8th November 16
English Language and Literature students made an autumnal visit to Highgate Cemetery, one of the most spectacular burial grounds in the world. Opened in 1839 as one of the “Magnificent Seven” circling London, it was built in response to the population explosion of the industrial revolution, when cramped city church yards could no longer cope with an overwhelming number of burials. Abandoned for many decades, the cemetery is now dedicated as a Grade 1 Garden of Special Historic Interest.
Highgate was a spacious hilltop park where Victorians could pay respect to their loved ones while enjoying clean air away from the polluted city. Couples visited for romantic walks – unmarried women could not appear in public without a chaperone, but an exception was made for holy sites such as church land and burial grounds. Now Highgate is dilapidated and thick with trees; greenery has overgrown many of the Gothic and Egyptianesque gravestones and tombs. On a dreary, drizzly November day it is a perfect location to explore for students of Shelley’s Frankenstein, Stoker’s Dracula, and other Gothic fiction.
We investigated the elegant and sinister alleys and slopes, walked along Egyptian Avenue where a colony of giant, dark-dwelling spiders was once discovered (the eggs hatched from imported coffin wood); around the Circle of Lebanon (inspiration for Dracula’s London hideaway); down into the unlit catacombs where we saw and touched ornate coffins that were locked away to protect them from London’s infamous grave-robbers (and even from ghoulish, would-be vampire hunters).

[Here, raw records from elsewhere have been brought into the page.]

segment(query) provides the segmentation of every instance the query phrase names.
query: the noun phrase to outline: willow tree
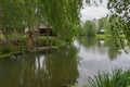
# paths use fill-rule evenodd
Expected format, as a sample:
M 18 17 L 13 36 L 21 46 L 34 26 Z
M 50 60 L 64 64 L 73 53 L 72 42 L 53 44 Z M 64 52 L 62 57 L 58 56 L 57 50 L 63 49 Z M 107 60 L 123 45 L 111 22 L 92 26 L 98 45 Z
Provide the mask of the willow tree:
M 123 48 L 125 40 L 130 45 L 130 0 L 108 0 L 107 7 L 112 12 L 109 17 L 112 33 L 117 45 Z M 120 34 L 126 37 L 120 37 Z
M 70 41 L 78 33 L 81 0 L 0 0 L 1 28 L 34 28 L 48 24 Z

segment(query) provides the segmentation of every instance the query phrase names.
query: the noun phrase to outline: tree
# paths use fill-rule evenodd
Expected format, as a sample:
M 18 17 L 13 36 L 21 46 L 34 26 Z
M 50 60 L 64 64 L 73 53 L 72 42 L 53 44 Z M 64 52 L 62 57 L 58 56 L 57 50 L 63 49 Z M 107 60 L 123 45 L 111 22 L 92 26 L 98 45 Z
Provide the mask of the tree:
M 78 33 L 81 0 L 0 0 L 0 27 L 8 34 L 10 27 L 48 24 L 57 36 L 72 41 Z
M 112 23 L 110 30 L 114 37 L 117 39 L 119 47 L 125 46 L 125 40 L 130 45 L 130 1 L 129 0 L 108 0 L 107 8 L 112 12 L 109 21 Z M 122 38 L 119 35 L 123 34 Z

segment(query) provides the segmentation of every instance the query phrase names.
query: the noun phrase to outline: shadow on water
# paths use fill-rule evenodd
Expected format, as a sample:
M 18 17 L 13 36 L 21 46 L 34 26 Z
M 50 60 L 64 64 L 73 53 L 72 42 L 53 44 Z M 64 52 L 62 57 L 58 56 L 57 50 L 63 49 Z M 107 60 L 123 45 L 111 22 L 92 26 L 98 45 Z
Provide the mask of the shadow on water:
M 58 49 L 0 59 L 0 87 L 82 87 L 99 71 L 129 67 L 129 60 L 113 39 L 80 37 Z
M 65 87 L 77 83 L 78 50 L 74 46 L 0 60 L 0 87 Z
M 121 54 L 119 48 L 116 47 L 115 40 L 113 38 L 109 39 L 94 39 L 80 37 L 78 39 L 79 45 L 83 46 L 87 51 L 99 52 L 100 54 L 107 53 L 109 60 L 116 60 L 118 55 Z

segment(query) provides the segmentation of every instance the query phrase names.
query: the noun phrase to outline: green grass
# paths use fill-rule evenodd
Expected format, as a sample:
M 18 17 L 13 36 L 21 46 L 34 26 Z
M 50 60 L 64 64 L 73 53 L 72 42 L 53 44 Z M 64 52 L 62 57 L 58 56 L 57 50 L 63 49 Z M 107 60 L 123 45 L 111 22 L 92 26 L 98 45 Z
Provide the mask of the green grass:
M 114 70 L 89 78 L 89 87 L 130 87 L 130 71 Z

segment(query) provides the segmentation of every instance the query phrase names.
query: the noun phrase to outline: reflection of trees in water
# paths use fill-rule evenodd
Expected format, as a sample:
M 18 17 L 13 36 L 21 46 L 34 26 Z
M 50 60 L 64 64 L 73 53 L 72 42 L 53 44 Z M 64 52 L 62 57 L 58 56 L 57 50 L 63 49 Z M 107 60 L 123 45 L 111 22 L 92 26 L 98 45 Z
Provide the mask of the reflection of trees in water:
M 23 87 L 22 72 L 24 59 L 0 59 L 0 87 Z
M 108 57 L 110 60 L 117 59 L 120 54 L 119 48 L 115 45 L 114 39 L 108 39 L 105 41 L 105 46 L 108 47 Z
M 79 45 L 83 46 L 83 48 L 86 48 L 87 51 L 98 52 L 101 54 L 104 54 L 105 52 L 104 46 L 102 46 L 102 44 L 100 42 L 100 39 L 80 37 L 78 41 L 79 41 Z
M 100 39 L 80 37 L 78 41 L 87 50 L 90 50 L 92 52 L 94 50 L 94 52 L 99 52 L 101 54 L 107 53 L 110 60 L 116 59 L 120 54 L 119 49 L 116 47 L 114 39 L 100 40 Z
M 77 49 L 67 46 L 30 53 L 21 60 L 0 64 L 0 87 L 61 87 L 78 78 Z M 39 55 L 39 57 L 38 57 Z M 11 63 L 12 62 L 12 63 Z

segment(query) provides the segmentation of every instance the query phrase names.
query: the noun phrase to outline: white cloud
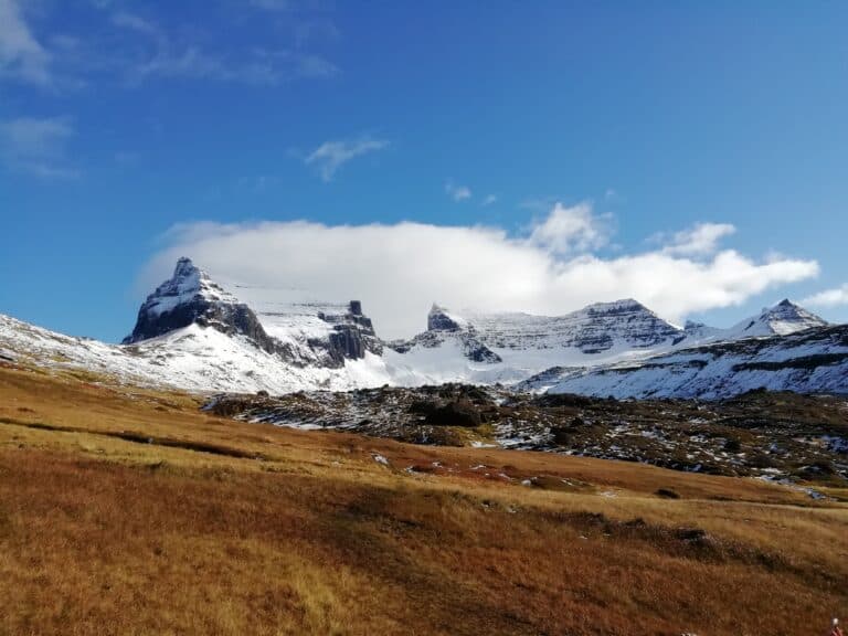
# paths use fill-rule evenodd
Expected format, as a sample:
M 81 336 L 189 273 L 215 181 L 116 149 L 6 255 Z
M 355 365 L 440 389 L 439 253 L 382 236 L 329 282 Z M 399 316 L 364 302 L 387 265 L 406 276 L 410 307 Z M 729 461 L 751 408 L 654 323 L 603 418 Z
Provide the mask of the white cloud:
M 595 214 L 589 203 L 565 208 L 558 202 L 532 226 L 530 243 L 554 254 L 596 250 L 610 240 L 610 221 L 608 215 Z
M 0 0 L 0 76 L 51 82 L 50 53 L 33 36 L 17 0 Z
M 336 171 L 348 161 L 375 152 L 389 147 L 385 139 L 374 139 L 368 135 L 356 139 L 340 139 L 337 141 L 325 141 L 318 148 L 312 150 L 304 159 L 307 166 L 316 166 L 321 173 L 321 179 L 332 181 Z
M 677 232 L 666 245 L 665 252 L 680 256 L 712 254 L 719 241 L 735 232 L 736 229 L 729 223 L 698 223 L 689 230 Z
M 65 157 L 65 142 L 73 135 L 73 126 L 61 117 L 0 121 L 0 158 L 7 168 L 36 177 L 76 177 Z
M 471 198 L 471 189 L 467 186 L 456 186 L 452 181 L 445 183 L 445 192 L 454 201 L 466 201 Z
M 813 296 L 808 296 L 801 301 L 802 305 L 810 305 L 813 307 L 839 307 L 841 305 L 848 305 L 848 284 L 834 289 L 825 289 Z
M 585 223 L 569 225 L 565 218 Z M 396 338 L 421 331 L 434 300 L 457 310 L 558 315 L 632 297 L 681 320 L 818 273 L 815 261 L 755 262 L 732 250 L 709 257 L 678 256 L 661 246 L 613 258 L 563 255 L 562 241 L 569 247 L 597 244 L 595 231 L 586 230 L 597 223 L 583 204 L 555 205 L 537 225 L 548 229 L 541 242 L 496 227 L 410 222 L 180 225 L 142 280 L 146 288 L 158 284 L 184 254 L 248 303 L 289 298 L 295 289 L 310 299 L 361 299 L 378 332 Z
M 119 11 L 112 17 L 112 23 L 116 26 L 129 29 L 131 31 L 138 31 L 139 33 L 150 33 L 158 35 L 159 29 L 150 21 L 136 15 L 135 13 L 128 13 L 126 11 Z

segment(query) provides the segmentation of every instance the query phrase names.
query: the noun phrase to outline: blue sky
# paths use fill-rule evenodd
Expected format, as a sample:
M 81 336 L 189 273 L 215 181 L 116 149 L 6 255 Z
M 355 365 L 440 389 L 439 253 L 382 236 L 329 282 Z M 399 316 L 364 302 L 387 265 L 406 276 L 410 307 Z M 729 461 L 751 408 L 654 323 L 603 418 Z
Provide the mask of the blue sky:
M 848 320 L 846 23 L 836 2 L 0 0 L 0 312 L 117 340 L 174 251 L 223 278 L 296 277 L 274 269 L 283 243 L 197 241 L 306 220 L 394 227 L 346 241 L 435 261 L 441 234 L 395 224 L 499 229 L 577 287 L 596 259 L 597 300 L 635 288 L 678 320 L 784 296 Z M 718 237 L 692 247 L 698 227 Z M 327 272 L 304 279 L 356 269 L 308 236 Z M 717 265 L 728 251 L 750 271 Z M 374 276 L 402 266 L 381 254 Z M 649 285 L 625 280 L 648 261 Z M 655 289 L 692 264 L 691 285 Z M 516 309 L 571 308 L 540 280 Z M 460 283 L 434 289 L 457 303 Z

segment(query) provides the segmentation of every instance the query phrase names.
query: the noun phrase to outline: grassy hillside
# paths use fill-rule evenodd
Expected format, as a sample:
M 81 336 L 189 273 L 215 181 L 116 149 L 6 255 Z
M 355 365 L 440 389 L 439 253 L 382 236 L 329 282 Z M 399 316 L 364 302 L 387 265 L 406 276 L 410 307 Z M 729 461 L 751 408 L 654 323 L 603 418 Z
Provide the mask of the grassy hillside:
M 817 634 L 848 507 L 0 368 L 0 634 Z M 841 496 L 840 492 L 831 492 Z

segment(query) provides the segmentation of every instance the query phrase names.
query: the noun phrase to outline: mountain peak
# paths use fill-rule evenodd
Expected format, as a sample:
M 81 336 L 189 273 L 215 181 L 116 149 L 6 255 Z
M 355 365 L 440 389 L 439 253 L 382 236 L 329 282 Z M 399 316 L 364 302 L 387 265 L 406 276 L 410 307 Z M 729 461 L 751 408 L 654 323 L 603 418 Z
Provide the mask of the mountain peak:
M 467 326 L 465 319 L 454 316 L 444 307 L 433 303 L 427 314 L 427 331 L 459 331 Z
M 141 305 L 136 327 L 124 343 L 148 340 L 193 324 L 247 336 L 266 351 L 276 348 L 255 314 L 186 256 L 177 261 L 173 275 Z
M 762 336 L 788 336 L 814 327 L 825 327 L 828 322 L 804 307 L 784 298 L 773 307 L 766 307 L 759 316 L 743 320 L 730 329 L 733 338 Z

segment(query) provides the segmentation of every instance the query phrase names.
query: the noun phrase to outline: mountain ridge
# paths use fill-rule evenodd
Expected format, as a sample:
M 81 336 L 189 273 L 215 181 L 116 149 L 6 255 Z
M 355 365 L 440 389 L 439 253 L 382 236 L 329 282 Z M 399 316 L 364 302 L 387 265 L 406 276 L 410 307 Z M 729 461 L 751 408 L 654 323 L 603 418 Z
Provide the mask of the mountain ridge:
M 113 369 L 120 378 L 199 391 L 285 393 L 468 382 L 531 391 L 597 392 L 606 390 L 601 389 L 606 384 L 598 378 L 637 372 L 644 375 L 647 368 L 662 368 L 668 373 L 665 380 L 651 380 L 655 384 L 676 386 L 681 367 L 669 362 L 669 357 L 689 357 L 690 367 L 706 367 L 712 358 L 727 358 L 729 342 L 765 340 L 772 347 L 793 335 L 815 336 L 828 327 L 788 300 L 731 329 L 691 322 L 681 329 L 632 298 L 597 303 L 554 317 L 457 314 L 434 304 L 425 331 L 386 342 L 378 336 L 358 300 L 347 305 L 267 303 L 255 309 L 182 257 L 172 276 L 141 304 L 136 326 L 123 344 L 74 339 L 0 316 L 0 350 L 35 352 L 45 364 L 59 360 L 83 368 Z M 807 363 L 841 363 L 834 362 L 833 354 L 841 350 L 834 349 L 833 342 L 810 337 L 807 343 L 808 350 L 795 347 L 797 357 L 807 359 Z M 724 353 L 704 361 L 704 350 Z M 698 351 L 701 358 L 693 353 Z M 750 356 L 736 360 L 741 365 L 757 362 L 759 358 Z M 742 375 L 746 370 L 728 368 L 725 373 Z M 661 394 L 662 386 L 655 384 L 630 393 Z M 793 384 L 791 378 L 775 384 L 794 385 L 815 389 L 815 383 Z M 619 383 L 612 392 L 632 396 L 623 386 Z M 826 386 L 831 390 L 836 385 L 830 382 Z M 736 386 L 739 391 L 750 388 Z

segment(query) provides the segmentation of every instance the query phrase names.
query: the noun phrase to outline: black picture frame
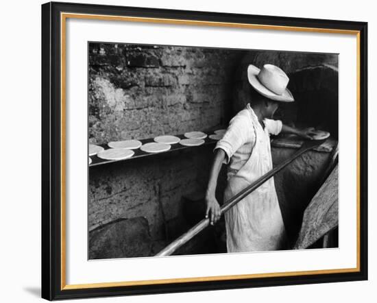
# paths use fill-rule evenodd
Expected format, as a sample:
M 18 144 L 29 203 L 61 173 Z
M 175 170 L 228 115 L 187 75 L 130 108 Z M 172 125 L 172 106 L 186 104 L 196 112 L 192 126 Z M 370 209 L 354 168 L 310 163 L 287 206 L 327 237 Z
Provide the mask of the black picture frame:
M 134 286 L 65 289 L 62 266 L 62 12 L 356 31 L 359 38 L 359 271 Z M 100 296 L 291 285 L 367 280 L 367 23 L 50 2 L 42 5 L 42 298 Z

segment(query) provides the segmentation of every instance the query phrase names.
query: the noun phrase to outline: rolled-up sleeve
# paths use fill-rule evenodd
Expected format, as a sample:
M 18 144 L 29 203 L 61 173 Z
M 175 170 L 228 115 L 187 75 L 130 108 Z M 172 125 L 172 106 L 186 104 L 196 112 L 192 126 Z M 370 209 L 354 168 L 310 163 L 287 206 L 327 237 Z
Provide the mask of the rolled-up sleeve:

Our guide John regaled us with tales of the residents, many evocative characters, including Thomas Sayers, England’s last bare-knuckle fighter, the most famous celebrity of his time and for whom 100,000 followed the funeral procession up Highgate Hill, taking three days to pass. Finally, leaving the sombre shadows, a visit to the East Cemetery to see the imposing gravestone of philosopher Karl Marx.